Tout se joue sur une date. Selon que la rupture intervient avant ou après un certain nombre de jours travaillés, vous êtes indemnisé normalement ou vous n’avez droit à rien. Et si votre période d’essai a été renouvelée sans respecter le formalisme, la rupture peut être requalifiée en licenciement.
Le cabinet de Maître Sylvanie Ngawa, avocate en droit du travail à Paris, assiste les cadres dont la période d’essai a été rompue.
Sommaire
- Combien de temps peut durer la période d’essai d’un cadre ?

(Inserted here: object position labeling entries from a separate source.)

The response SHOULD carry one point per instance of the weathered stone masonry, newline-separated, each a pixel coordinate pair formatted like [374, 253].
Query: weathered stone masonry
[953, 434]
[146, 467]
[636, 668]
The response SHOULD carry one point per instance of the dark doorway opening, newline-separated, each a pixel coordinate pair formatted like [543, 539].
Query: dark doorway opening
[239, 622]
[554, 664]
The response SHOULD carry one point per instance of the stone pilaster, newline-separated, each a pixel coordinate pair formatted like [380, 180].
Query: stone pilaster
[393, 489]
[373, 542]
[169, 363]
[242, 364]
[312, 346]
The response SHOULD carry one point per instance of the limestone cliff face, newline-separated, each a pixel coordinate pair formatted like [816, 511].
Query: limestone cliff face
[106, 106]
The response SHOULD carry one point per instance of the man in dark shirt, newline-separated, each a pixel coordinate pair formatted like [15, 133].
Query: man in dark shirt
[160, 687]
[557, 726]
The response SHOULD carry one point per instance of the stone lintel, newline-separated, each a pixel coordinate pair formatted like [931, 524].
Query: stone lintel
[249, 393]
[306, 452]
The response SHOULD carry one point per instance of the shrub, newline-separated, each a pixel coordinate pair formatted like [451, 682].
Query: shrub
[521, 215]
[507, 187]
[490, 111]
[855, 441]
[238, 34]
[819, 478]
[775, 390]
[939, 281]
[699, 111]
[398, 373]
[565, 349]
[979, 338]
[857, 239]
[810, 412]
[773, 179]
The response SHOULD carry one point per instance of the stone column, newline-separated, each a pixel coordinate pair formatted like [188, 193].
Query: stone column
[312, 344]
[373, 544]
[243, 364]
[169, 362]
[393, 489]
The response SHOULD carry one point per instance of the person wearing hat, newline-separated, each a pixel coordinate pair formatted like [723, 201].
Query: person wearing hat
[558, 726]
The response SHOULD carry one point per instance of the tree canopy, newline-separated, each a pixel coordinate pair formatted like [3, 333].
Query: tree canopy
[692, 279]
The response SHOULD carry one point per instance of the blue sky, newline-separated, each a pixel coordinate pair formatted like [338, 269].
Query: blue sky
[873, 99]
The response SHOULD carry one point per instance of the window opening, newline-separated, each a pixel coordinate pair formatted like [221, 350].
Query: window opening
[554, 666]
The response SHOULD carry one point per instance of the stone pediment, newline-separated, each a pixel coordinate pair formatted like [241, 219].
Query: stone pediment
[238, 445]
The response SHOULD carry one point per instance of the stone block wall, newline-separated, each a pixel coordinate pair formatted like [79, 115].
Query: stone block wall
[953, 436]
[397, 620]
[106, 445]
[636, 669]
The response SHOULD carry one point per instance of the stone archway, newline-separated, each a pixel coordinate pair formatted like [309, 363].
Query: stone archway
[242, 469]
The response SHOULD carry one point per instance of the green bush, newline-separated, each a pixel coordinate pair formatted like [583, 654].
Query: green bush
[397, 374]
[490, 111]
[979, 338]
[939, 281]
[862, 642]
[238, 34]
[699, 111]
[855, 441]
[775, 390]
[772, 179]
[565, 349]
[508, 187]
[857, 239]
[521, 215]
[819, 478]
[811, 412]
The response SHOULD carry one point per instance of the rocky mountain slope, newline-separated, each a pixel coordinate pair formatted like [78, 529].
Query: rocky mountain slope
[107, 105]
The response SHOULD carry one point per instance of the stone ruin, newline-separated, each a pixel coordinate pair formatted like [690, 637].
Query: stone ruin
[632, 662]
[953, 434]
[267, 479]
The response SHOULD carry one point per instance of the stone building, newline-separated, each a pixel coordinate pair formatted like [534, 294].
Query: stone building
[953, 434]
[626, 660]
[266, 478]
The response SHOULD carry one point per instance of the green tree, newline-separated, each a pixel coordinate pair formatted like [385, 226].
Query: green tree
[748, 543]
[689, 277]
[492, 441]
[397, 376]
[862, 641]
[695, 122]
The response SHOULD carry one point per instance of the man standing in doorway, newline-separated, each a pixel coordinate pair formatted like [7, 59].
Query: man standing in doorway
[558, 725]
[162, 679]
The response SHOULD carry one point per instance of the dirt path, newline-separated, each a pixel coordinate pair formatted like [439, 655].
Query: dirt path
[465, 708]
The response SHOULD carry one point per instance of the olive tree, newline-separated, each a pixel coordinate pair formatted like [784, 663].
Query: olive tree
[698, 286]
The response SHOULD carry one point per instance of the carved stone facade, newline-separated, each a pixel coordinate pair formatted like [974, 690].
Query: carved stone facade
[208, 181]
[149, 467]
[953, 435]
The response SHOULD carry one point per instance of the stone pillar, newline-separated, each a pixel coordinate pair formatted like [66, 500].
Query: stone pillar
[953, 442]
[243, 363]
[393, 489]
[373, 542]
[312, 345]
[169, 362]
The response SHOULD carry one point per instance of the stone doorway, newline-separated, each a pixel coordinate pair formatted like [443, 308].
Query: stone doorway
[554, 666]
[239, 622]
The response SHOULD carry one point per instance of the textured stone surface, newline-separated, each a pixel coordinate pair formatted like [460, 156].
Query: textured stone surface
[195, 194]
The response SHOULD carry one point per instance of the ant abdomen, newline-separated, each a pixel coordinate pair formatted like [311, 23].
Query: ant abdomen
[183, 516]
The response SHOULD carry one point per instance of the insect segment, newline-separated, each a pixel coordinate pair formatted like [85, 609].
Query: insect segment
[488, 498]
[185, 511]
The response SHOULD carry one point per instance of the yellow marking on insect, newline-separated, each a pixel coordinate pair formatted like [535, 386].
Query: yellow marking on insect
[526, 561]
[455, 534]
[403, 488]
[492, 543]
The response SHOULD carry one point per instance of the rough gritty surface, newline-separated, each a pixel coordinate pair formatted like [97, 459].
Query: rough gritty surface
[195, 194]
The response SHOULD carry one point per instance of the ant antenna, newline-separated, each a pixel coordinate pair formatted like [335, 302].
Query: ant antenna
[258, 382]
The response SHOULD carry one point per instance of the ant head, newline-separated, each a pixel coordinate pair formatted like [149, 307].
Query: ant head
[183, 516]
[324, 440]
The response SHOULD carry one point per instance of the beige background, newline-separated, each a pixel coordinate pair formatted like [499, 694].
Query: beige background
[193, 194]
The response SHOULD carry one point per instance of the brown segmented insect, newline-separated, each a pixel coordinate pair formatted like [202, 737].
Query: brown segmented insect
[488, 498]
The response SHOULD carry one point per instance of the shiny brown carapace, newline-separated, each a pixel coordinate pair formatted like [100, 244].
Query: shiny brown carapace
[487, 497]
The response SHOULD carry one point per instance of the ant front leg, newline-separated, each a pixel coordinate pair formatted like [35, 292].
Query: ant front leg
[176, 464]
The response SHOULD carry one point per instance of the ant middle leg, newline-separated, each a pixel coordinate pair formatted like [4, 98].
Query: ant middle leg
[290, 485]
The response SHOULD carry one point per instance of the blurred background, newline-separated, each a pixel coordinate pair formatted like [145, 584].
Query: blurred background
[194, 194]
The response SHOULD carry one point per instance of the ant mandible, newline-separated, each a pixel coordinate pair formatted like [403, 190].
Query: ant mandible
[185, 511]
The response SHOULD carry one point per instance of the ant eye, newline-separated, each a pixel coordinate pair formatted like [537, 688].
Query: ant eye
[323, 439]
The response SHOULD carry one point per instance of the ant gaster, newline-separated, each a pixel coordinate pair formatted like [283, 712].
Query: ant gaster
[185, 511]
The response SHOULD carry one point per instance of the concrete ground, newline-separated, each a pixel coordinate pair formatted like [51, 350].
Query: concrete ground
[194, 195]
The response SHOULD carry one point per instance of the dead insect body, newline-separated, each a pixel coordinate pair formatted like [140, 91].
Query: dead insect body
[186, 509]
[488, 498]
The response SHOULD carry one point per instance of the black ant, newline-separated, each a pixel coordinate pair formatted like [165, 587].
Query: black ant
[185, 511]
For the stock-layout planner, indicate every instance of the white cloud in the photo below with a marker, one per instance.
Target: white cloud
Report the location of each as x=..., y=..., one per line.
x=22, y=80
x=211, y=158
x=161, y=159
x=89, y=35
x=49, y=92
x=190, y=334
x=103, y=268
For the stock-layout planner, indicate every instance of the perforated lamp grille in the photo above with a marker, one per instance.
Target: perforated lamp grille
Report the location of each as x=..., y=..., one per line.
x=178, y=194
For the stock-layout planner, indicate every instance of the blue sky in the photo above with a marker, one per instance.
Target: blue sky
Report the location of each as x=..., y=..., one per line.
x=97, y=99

- Le calendrier du chômage : ce que change la date de la rupture
- Le renouvellement irrégulier : le levier le plus efficace
- Rupture de la période d’essai d’un cadre : les cas abusifs
- Le délai de prévenance et son indemnité
- Vous envisagez de partir : sécurisez votre départ
- Négocier sans dévoiler votre projet
- Agir : délais et procédure
- Questions Fréquentes
Combien de temps peut durer la période d’essai d’un cadre ?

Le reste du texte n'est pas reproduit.